Mary Ann Gilchrist’s modern Welsh menus have moved with the times, offering top-quality local ingredients treated with care and respect. Earning a Michelin star for her cooking at Carlton House in mid-Wales, she settled in nearby Carlton Riverside, before retiring in 2018.
Mary Ann Gilchrist started her professional life in medicine, beginning her training to be a nurse at the Radcliffe Infirmary in 1969. This job, however, was not for her and in 1972 she resigned, taking on a variety of different jobs while she worked out her true calling. Whilst running a small electrical shop on St. Michael Street in Oxford, she was approached by a woman who was overseeing the opening of nearby restaurant Jeanie’s and offered the job of wine bar manager. Accepting with enthusiasm, she was soon working at the busy venue, one of the earliest pizza and wine bars outside London. When the chef walked out one day, Mary Ann Gilchrist was left to take over the kitchen, signalling the beginning of a lifetime career as a chef. When asked if she saw this lack of formal training as a deficit, she told The Guardian: “Kids who’ve gone down that route don’t seem to experiment the way I do.”
She worked at Jeanie’s until 1978, during which time she not only found her professional passion, but also met her husband. After a spell making gorgeous cheesecakes and other homemade produce to sell at Oxford’s covered market, they took over the Three Conies pub in the village of Thorpe Mandeville, near Banbury. A success before the term ‘gastropub’ was even coined, Mary Ann Gilchrist wanted to prove that less formal surroundings were no barrier to good food, and within 18 months they had outgrown the venue and moved to larger premises nearby. In 1987 they took over a hotel in Newton Ferrers in south Devon, where Mary Ann Gilchrist ran the kitchens for several years.
In 1991, they moved to mid-Wales – where they ultimately settled. Here they opened Carlton House, a small Edwardian hotel in Llanwrtyd Wells, nestled beneath the Cambrian Mountains, best described as “a restaurant with rooms”. Mary Ann Gilchrist used her limited-choice menus to experiment with new dishes, using the best local produce that Wales had to offer, creating dishes such as Pan-fried venison steak with bramble sauce, and Roast rack of Welsh lamb with pearl barley-leek risotto and lamb jus. Making everything single-handedly in her kitchen, in 2002 she and her husband (who runs front of house) were awarded a Michelin star – one of only a tiny minority of starred restaurants with one chef in the kitchen and one of only four women chefs in Great Britain to hold the accolade. They also achieved three AA rosettes.

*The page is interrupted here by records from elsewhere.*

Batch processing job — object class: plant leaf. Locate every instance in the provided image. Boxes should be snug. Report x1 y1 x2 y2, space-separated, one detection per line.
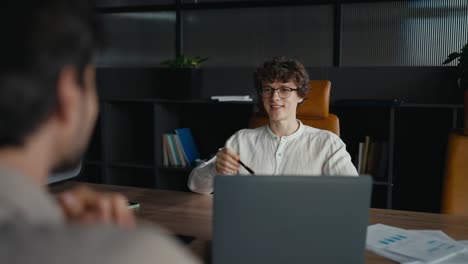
443 52 461 64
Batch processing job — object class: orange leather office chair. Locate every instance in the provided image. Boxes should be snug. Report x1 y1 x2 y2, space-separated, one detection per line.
249 80 340 136
442 131 468 215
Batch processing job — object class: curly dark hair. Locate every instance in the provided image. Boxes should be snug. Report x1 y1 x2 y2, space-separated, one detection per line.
255 56 309 98
0 0 104 147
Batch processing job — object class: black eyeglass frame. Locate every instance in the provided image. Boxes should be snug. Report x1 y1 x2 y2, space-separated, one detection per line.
259 87 299 99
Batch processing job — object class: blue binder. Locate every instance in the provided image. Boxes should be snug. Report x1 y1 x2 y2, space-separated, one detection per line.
175 128 200 166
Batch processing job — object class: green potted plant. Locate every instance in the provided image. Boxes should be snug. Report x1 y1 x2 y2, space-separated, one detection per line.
444 43 468 135
158 55 207 100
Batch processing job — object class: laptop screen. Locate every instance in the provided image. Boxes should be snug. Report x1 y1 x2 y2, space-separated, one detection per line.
213 176 372 264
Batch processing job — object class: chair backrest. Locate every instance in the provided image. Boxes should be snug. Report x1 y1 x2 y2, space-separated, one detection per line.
249 80 340 136
442 132 468 216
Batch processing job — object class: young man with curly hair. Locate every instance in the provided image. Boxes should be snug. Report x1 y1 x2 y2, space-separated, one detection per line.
188 57 358 194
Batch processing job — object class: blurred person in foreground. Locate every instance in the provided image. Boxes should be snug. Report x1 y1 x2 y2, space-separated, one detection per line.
0 0 196 264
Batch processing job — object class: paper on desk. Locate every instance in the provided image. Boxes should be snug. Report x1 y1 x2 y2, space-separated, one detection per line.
366 224 468 264
211 95 253 102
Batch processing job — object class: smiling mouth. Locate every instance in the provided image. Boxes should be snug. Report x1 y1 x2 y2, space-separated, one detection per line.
270 105 283 109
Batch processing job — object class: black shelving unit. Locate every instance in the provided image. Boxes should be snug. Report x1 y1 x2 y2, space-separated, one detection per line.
332 100 463 213
82 99 254 191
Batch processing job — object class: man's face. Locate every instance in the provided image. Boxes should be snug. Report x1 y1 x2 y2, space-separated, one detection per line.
54 65 98 171
262 81 303 122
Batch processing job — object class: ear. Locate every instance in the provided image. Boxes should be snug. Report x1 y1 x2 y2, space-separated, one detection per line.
56 66 80 122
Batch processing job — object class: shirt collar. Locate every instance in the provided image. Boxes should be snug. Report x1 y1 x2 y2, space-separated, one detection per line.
265 119 304 140
0 167 65 225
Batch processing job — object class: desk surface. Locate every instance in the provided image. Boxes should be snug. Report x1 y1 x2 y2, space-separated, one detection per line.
53 183 468 263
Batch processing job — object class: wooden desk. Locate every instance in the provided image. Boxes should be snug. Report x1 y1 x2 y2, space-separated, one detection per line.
53 183 468 264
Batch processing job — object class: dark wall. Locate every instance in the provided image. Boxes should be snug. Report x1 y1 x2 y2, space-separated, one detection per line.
98 67 463 104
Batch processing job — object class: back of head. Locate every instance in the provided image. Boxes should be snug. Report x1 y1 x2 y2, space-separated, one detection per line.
0 0 102 148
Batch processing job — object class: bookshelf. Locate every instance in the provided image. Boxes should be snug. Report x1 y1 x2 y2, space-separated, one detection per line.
81 98 254 191
81 99 463 212
332 100 463 212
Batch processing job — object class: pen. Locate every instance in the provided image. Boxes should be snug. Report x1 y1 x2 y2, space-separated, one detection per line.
239 160 255 175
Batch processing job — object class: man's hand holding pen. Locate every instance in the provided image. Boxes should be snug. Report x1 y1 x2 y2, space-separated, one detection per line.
216 148 254 174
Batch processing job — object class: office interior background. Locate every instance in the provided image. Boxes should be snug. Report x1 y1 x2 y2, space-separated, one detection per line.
80 0 468 212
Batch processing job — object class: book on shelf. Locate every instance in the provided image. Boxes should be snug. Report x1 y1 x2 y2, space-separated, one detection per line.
357 136 388 179
162 128 200 167
171 134 187 167
163 133 181 166
211 95 253 102
163 134 170 167
175 128 200 166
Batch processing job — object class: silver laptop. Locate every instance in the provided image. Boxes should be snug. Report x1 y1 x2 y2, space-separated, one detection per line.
213 176 372 264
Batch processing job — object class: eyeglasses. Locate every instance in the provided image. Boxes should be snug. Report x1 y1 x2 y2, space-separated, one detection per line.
260 87 298 99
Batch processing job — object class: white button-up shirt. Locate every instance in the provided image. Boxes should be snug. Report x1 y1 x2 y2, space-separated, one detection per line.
188 122 358 193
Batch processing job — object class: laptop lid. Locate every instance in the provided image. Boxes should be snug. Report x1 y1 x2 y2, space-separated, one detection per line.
213 176 372 264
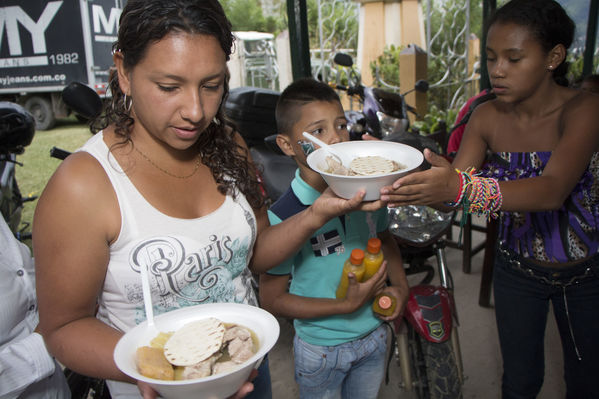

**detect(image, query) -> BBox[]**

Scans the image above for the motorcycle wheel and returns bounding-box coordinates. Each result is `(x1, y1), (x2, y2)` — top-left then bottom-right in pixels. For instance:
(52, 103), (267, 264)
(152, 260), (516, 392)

(408, 326), (462, 399)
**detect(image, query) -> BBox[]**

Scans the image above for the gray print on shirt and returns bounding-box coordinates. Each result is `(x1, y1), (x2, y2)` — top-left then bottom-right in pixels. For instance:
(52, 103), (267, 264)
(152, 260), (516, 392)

(130, 235), (238, 303)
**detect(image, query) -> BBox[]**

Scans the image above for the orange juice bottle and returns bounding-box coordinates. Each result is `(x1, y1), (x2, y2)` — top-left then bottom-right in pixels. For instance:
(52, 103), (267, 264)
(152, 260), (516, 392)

(364, 238), (384, 281)
(335, 248), (365, 299)
(372, 292), (397, 316)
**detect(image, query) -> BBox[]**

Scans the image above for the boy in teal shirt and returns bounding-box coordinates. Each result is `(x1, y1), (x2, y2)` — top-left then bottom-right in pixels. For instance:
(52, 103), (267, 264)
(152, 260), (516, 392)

(260, 79), (408, 399)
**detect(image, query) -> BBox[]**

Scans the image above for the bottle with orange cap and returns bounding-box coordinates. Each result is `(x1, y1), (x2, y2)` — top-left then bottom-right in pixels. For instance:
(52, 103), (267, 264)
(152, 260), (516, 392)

(372, 292), (397, 317)
(363, 238), (384, 281)
(335, 248), (365, 299)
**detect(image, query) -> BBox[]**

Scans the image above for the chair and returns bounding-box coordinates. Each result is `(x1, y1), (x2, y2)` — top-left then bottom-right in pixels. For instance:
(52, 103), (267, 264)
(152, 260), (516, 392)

(447, 214), (488, 274)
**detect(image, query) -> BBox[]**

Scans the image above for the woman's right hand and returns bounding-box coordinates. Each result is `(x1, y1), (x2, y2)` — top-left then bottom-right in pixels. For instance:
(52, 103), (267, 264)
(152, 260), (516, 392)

(344, 261), (387, 313)
(381, 149), (460, 207)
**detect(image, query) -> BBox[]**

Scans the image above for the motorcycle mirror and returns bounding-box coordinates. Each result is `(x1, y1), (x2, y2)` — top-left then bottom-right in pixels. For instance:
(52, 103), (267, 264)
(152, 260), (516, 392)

(333, 53), (354, 67)
(62, 82), (102, 119)
(415, 79), (428, 93)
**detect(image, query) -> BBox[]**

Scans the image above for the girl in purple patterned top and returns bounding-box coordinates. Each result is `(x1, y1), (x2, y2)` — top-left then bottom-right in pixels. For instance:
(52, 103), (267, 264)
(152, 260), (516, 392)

(381, 0), (599, 398)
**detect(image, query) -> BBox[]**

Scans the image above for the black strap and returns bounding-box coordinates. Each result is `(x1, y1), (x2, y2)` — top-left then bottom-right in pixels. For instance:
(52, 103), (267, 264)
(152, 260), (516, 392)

(385, 321), (397, 385)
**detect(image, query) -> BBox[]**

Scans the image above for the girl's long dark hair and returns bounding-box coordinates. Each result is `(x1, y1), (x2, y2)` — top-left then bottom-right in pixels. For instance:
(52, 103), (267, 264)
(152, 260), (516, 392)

(91, 0), (264, 208)
(489, 0), (576, 86)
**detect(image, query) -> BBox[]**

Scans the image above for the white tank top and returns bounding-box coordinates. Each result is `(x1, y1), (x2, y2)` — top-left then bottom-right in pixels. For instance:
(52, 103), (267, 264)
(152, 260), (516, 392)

(80, 132), (257, 331)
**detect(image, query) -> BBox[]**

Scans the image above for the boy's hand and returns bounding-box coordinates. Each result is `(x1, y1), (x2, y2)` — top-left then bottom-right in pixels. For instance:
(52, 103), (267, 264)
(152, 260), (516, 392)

(345, 261), (387, 313)
(311, 187), (386, 226)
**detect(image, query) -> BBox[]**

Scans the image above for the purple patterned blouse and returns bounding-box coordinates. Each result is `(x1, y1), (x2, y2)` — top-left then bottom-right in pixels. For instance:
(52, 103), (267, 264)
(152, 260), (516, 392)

(482, 152), (599, 263)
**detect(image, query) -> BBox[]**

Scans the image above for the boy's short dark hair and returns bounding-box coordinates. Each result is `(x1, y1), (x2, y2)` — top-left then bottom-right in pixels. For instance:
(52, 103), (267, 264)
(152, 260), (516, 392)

(275, 78), (341, 134)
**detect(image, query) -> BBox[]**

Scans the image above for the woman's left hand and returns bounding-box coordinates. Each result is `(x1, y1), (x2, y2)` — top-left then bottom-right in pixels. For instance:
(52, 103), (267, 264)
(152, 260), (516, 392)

(381, 149), (460, 207)
(312, 187), (386, 224)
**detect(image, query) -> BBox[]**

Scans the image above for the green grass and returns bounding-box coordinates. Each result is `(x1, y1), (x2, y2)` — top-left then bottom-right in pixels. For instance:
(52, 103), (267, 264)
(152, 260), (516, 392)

(16, 117), (91, 245)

Having spent several years extensively renovating the Carlton Riverside – a converted nineteenth century inn on the banks of the River Irfon – they finally moved their business to its new venue in 2005, and remained there for over a decade. Mary Ann Gilchrist developed her culinary skills over the years and kept her style contemporary, while still treating beautiful, regional ingredients simply and with respect. A typical Carlton Riverside meal could start with Pea mousse with Carmarthen ham and pea-shallot salad, before moving onto Featherblade of beef slow-braised in Welsh ale with punchnep mash and buttered cabbage. To finish, perhaps a Chilled caramelised rice pudding with whinberry compote, and, if you’re feeling particularly gluttonous, a selection of Welsh cheeses with homemade biscuits.
Lamb is a speciality of Mary Ann Gilchrist and all her meat was sourced from Welsh farms. The restaurant’s fish and shellfish came from Pwhelli and is caught using sustainable methods. Mary Ann Gilchrist appeared in the 2013 and 2014 series of Great British Menu, coming second in both years’ Wales heats. One of the biggest characters to ever grace the programme’s kitchen, she has likened her on-screen personality to that of pioneering 1950s television chef Fanny Craddock, whose bold, theatrical and combative style saw her become the foremost celebrity chef of her day. In 2018, Mary Ann retired.